UNITE
- Mission type: Ionospheric research
- Operator: University of Southern Indiana
- COSPAR ID: 1998-067PX
- SATCAT no.: 44031
- Mission duration: 2 years, 8 months and 21 days

Spacecraft properties
- Spacecraft type: 3U CubeSat
- Launch mass: 4 kg (8.8 lb)
- Dimensions: 10 cm (4 in) x 10 cm (4 in) x 30 cm (12 in)

Start of mission
- Launch date: 5 December 2018 UTC
- Rocket: Falcon 9 FT, CRS-16
- Launch site: Cape Canaveral Air Force Station
- Contractor: SpaceX

End of mission
- Decay date: 21 October 2021

Orbital parameters
- Reference system: Geocentric
- Regime: Low Earth

= UNITE (satellite) =

American scientific research satellite

UNITE (Undergraduate Nano Ionospheric Temperature Explorer) was a CubeSat nanosatellite developed by the University of Southern Indiana.

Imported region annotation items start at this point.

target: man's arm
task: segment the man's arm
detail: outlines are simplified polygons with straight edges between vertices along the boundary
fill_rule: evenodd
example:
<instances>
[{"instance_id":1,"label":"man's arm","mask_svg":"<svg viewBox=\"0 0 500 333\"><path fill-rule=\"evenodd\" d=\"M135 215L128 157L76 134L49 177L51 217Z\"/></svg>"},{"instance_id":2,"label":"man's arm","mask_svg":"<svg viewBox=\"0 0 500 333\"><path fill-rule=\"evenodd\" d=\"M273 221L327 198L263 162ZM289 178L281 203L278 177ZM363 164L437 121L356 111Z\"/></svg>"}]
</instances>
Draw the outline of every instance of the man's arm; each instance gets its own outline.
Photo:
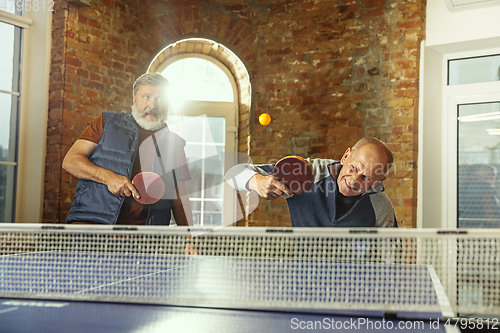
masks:
<instances>
[{"instance_id":1,"label":"man's arm","mask_svg":"<svg viewBox=\"0 0 500 333\"><path fill-rule=\"evenodd\" d=\"M108 190L118 196L129 197L133 195L140 198L139 192L128 179L111 170L101 168L89 160L90 154L97 144L87 140L76 140L64 157L62 167L75 177L88 179L108 187Z\"/></svg>"},{"instance_id":2,"label":"man's arm","mask_svg":"<svg viewBox=\"0 0 500 333\"><path fill-rule=\"evenodd\" d=\"M180 198L175 199L172 204L175 222L177 225L192 226L193 211L187 194L186 182L177 182L177 189L179 190Z\"/></svg>"},{"instance_id":3,"label":"man's arm","mask_svg":"<svg viewBox=\"0 0 500 333\"><path fill-rule=\"evenodd\" d=\"M254 191L265 199L277 199L284 194L293 196L285 184L265 171L272 168L272 165L235 165L226 173L226 182L235 190Z\"/></svg>"}]
</instances>

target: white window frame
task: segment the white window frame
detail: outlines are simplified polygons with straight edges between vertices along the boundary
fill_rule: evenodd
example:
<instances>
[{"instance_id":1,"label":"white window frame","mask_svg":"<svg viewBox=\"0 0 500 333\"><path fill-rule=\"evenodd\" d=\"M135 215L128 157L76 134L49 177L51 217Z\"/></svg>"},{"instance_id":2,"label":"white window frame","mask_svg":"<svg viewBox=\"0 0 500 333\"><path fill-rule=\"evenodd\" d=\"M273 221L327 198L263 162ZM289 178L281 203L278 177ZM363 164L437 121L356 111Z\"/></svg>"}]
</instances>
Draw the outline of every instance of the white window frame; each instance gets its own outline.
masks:
<instances>
[{"instance_id":1,"label":"white window frame","mask_svg":"<svg viewBox=\"0 0 500 333\"><path fill-rule=\"evenodd\" d=\"M500 101L500 82L448 86L448 61L500 54L500 48L425 52L431 54L425 58L422 55L426 69L421 72L420 86L424 93L419 109L417 227L457 229L457 108L461 104ZM433 122L440 126L431 128ZM436 132L439 127L440 132Z\"/></svg>"},{"instance_id":2,"label":"white window frame","mask_svg":"<svg viewBox=\"0 0 500 333\"><path fill-rule=\"evenodd\" d=\"M200 116L207 115L208 117L224 117L226 123L226 133L225 133L225 152L236 152L238 151L238 88L236 85L236 81L232 73L229 69L222 64L217 59L198 53L186 53L186 54L178 54L166 59L162 64L158 66L156 69L157 73L161 73L167 68L170 64L175 61L186 59L186 58L200 58L208 60L220 69L224 71L226 76L231 83L231 87L233 90L233 102L208 102L208 101L187 101L183 105L183 113L184 116ZM234 154L233 160L225 160L224 165L224 173L226 173L229 168L237 163L236 155ZM227 155L231 156L231 155ZM224 219L222 221L222 226L226 226L232 224L237 221L237 197L235 191L224 182L224 209L223 216Z\"/></svg>"},{"instance_id":3,"label":"white window frame","mask_svg":"<svg viewBox=\"0 0 500 333\"><path fill-rule=\"evenodd\" d=\"M23 17L0 11L0 21L23 28L14 222L40 223L43 216L52 12L26 11Z\"/></svg>"}]
</instances>

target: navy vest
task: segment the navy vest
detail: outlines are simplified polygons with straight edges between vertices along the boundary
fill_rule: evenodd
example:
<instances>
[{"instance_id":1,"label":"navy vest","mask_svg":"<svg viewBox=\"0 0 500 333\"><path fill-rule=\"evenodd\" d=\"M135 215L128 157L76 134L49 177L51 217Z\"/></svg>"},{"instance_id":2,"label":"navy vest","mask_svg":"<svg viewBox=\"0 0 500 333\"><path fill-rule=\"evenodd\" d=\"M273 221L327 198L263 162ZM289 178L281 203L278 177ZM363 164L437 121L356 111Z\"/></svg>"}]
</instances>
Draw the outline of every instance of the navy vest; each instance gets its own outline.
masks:
<instances>
[{"instance_id":1,"label":"navy vest","mask_svg":"<svg viewBox=\"0 0 500 333\"><path fill-rule=\"evenodd\" d=\"M101 140L89 160L116 174L131 177L138 151L138 130L131 113L105 112ZM80 179L66 223L94 222L116 224L124 197L114 195L104 184ZM172 200L150 205L146 224L170 224Z\"/></svg>"}]
</instances>

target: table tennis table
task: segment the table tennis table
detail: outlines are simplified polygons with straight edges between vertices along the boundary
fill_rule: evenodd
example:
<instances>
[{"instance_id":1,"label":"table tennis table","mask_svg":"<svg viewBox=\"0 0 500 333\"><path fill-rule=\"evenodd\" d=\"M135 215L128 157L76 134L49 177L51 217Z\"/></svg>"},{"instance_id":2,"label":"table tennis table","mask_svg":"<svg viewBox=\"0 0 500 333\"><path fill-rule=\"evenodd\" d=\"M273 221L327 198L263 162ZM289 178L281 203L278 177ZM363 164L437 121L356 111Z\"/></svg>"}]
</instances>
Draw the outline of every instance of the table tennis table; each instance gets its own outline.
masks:
<instances>
[{"instance_id":1,"label":"table tennis table","mask_svg":"<svg viewBox=\"0 0 500 333\"><path fill-rule=\"evenodd\" d=\"M35 251L0 256L0 296L2 333L459 332L429 265Z\"/></svg>"}]
</instances>

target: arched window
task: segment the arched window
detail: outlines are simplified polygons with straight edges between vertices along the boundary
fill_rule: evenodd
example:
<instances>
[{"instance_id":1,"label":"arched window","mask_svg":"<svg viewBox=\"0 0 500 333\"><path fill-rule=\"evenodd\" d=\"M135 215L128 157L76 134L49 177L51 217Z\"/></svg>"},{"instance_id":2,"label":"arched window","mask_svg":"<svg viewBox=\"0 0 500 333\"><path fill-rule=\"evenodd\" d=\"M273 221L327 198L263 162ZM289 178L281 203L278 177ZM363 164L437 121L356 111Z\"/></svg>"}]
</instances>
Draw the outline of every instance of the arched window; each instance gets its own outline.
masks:
<instances>
[{"instance_id":1,"label":"arched window","mask_svg":"<svg viewBox=\"0 0 500 333\"><path fill-rule=\"evenodd\" d=\"M203 54L169 57L157 68L170 82L170 129L186 140L187 182L197 226L236 222L234 191L224 182L227 152L237 150L238 94L233 75ZM226 161L227 163L227 161Z\"/></svg>"}]
</instances>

The project was funded by NASA's Undergraduate Student Instrument Project and primarily designed and built by students. It was launched into space on 5 December 2018 and deployed into its orbit from the International Space Station on 31 January 2019. Its mission included measuring plasma in the lower ionosphere and monitoring the drag and temperature of the satellite itself.

UNITE reentered the atmosphere on 21 October 2021, after 994 days in orbit.